Les batteries “solides”, le nouveau pari technologique pour les véhicules électriques

Présentées comme plus performantes, moins polluantes et plus sûres que le lithium-ion, les batteries “solides” pour voitures électriques attirent des milliards d’euros d’investissements pour lancer une production industrielle avant la fin de la décennie, comme en France où une usine dédiée à cette technologie est en projet.

L’entreprise taïwanaise ProLogium compte investir 5,2 milliards d’euros d’ici à 2030 pour développer son usine de batteries à électrolyte solide à Dunkerque, un pari alors que la production de ces nouvelles batteries n’est pas totalement maîtrisée.

Aujourd’hui, on maîtrise la technologie “en laboratoire” mais pas à grande échelle, explique à l’AFP le professeur au Collège de France Jean-Marie Tarascon.

Pour ProLogium, la production est prévue fin 2026. Volkswagen a aussi investi dans cette technologie via l’entreprise Quantum Space pour produire les siennes en 2025 et Toyota vise le même calendrier.

“Le passage à l’échelle industrielle ne se fera pas avant la fin de la décennie, même plutôt d’ici 2035”, estime M. Tarascon. “Les principaux verrous technologiques sont la maîtrise de la pression lors de l’assemblage et de l’interface avec l’électrolyte solide”. 

En d’autres termes, il est difficile pour les constructeurs de faire passer le courant électrique via un matériau solide sans administrer une très grande pression lors de la construction. Pression qu’il est difficile de maîtriser au niveau industriel. 

Ces nouvelles batteries à électrolyte solides promettent de transporter le courant via un conducteur dur et non liquide pour transmettre l’électricité entre l’anode (borne plus) et la cathode (borne moins).

En théorie cela permettrait de gagner en sûreté pour diminuer les risques d’incendies, en volume pour réduire la taille des batteries, en rapidité de charge et en densité énergétique pour emmagasiner plus d’énergie dans un même volume que sur les batteries actuelles, à électrolyte liquide (lithium-ion).

Les batteries à électrolyte solide apporteraient aussi une réduction “de 24% à 39% de l’empreinte carbone” par rapport au lithium-ion, selon l’ONG Transport et environnement (T&E).

Un gain environnemental à condition “que de fortes lois encadrent les méthodes d’extraction des métaux”, précise à l’AFP la responsable des politiques en matière de batteries et de chaîne d’approvisionnement de T&E, Cecilia Mattea.

Un seul retour d’expérience

Ces nombreux avantages restent théoriques et sont seulement vérifiables avec Blue Solutions, une entreprise du groupe Bolloré, la seule à commercialiser des batteries solides dans le monde. 

En 25 ans, l’entreprise a réussi à équiper les “Bluecar” (anciennes AutoLib’) et “Bluebus”, ses autocars notamment exploités par la RATP.

Problème: en avril 2022, deux de ces bus ont pris feu à Paris, conduisant à sortir de la circulation 148 véhicules de la même série.

“La cause la plus probable n’est pas liée à un problème de conception mais un mauvais positionnement d’isolant qui peut créer dans certaines conditions précises un court-circuit.

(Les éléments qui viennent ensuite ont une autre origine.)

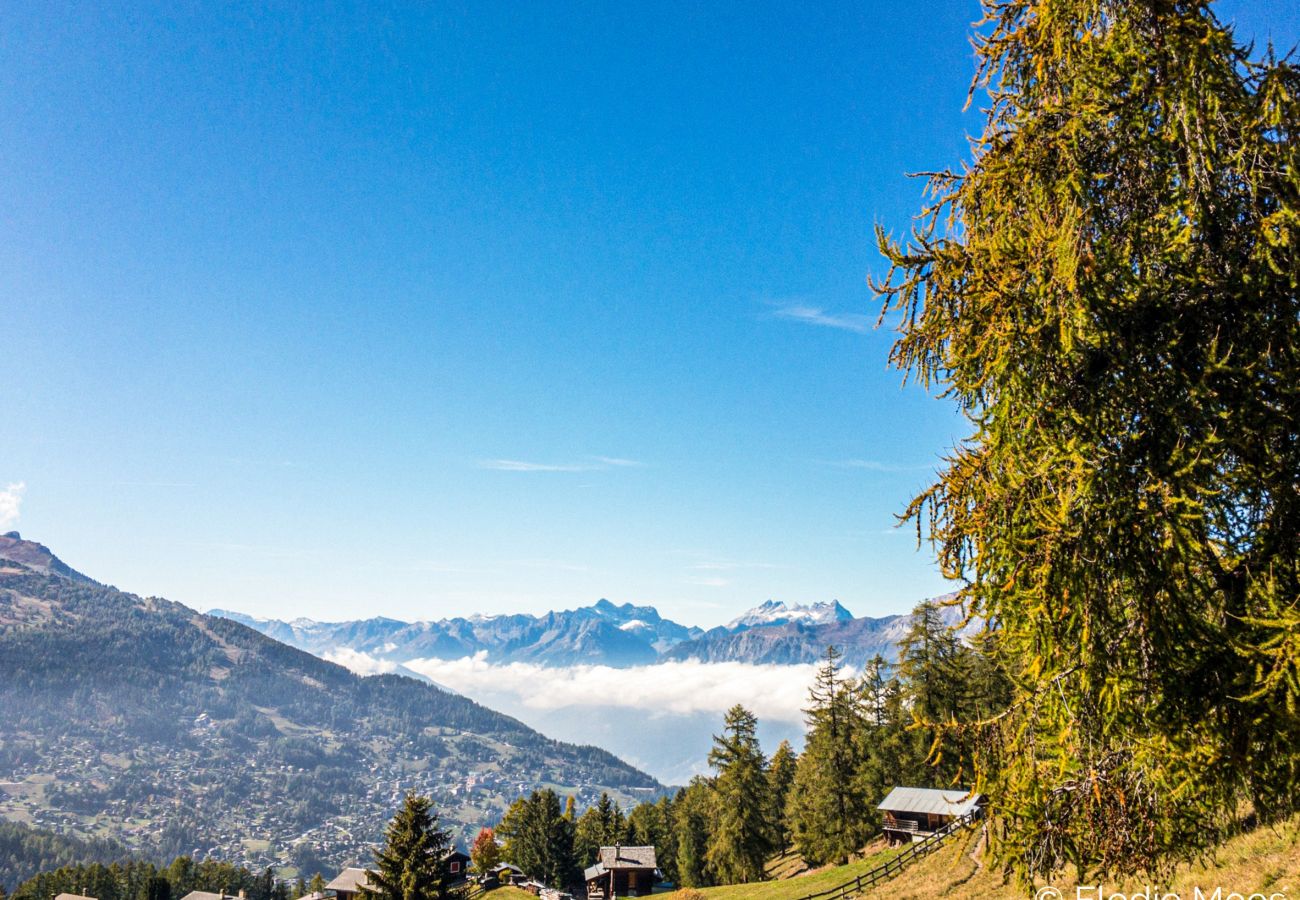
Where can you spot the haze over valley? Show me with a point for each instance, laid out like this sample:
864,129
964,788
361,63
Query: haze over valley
649,689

Depuis, nous avons énormément appris de ces événements et les capabilités critiques du processus ont été sécurisées”, explique à l’AFP le directeur général de Blue Solutions, Richard Bouveret.

En plus de ces incidents, les batteries Blue Solutions ne fonctionnaient que lorsqu’elles étaient préchauffées à 60 degrés, ce qui obligeait de toujours laisser le véhicule branché lorsqu’il n’était pas utilisé, sans quoi sa batterie se déchargeait, ce qui limitait l’usage pour un véhicule particulier.

“Grâce à une toute nouvelle formule du polymère constituant l’électrolyte solide, la quatrième génération fonctionne à température ambiante”, précise M. Bouveret.

Avec un investissement de 145 millions d’euros sur trois ans annoncé fin 2022, Blue Solution veut assurer une production industrielle de cette nouvelle formule d’ici à 2028. 

De son côté, ProLogium assure que ses batteries ne seront pas concernées par ce problème de “préchauffage” car elles utilisent du silicone.

Une solution “hybride située à mi-chemin entre le lithium-ion et le tout solide en termes d’avantages”, d’après M. Tarascon.

Pour l’heure, les batteries à électrolyte solide représentent une rupture technologique qui va cohabiter avec celle des batteries à lithium-ion, sans totalement les remplacer.

“On estime que 20% du marché des batteries sera solide en 2030”, dit M. Bouveret.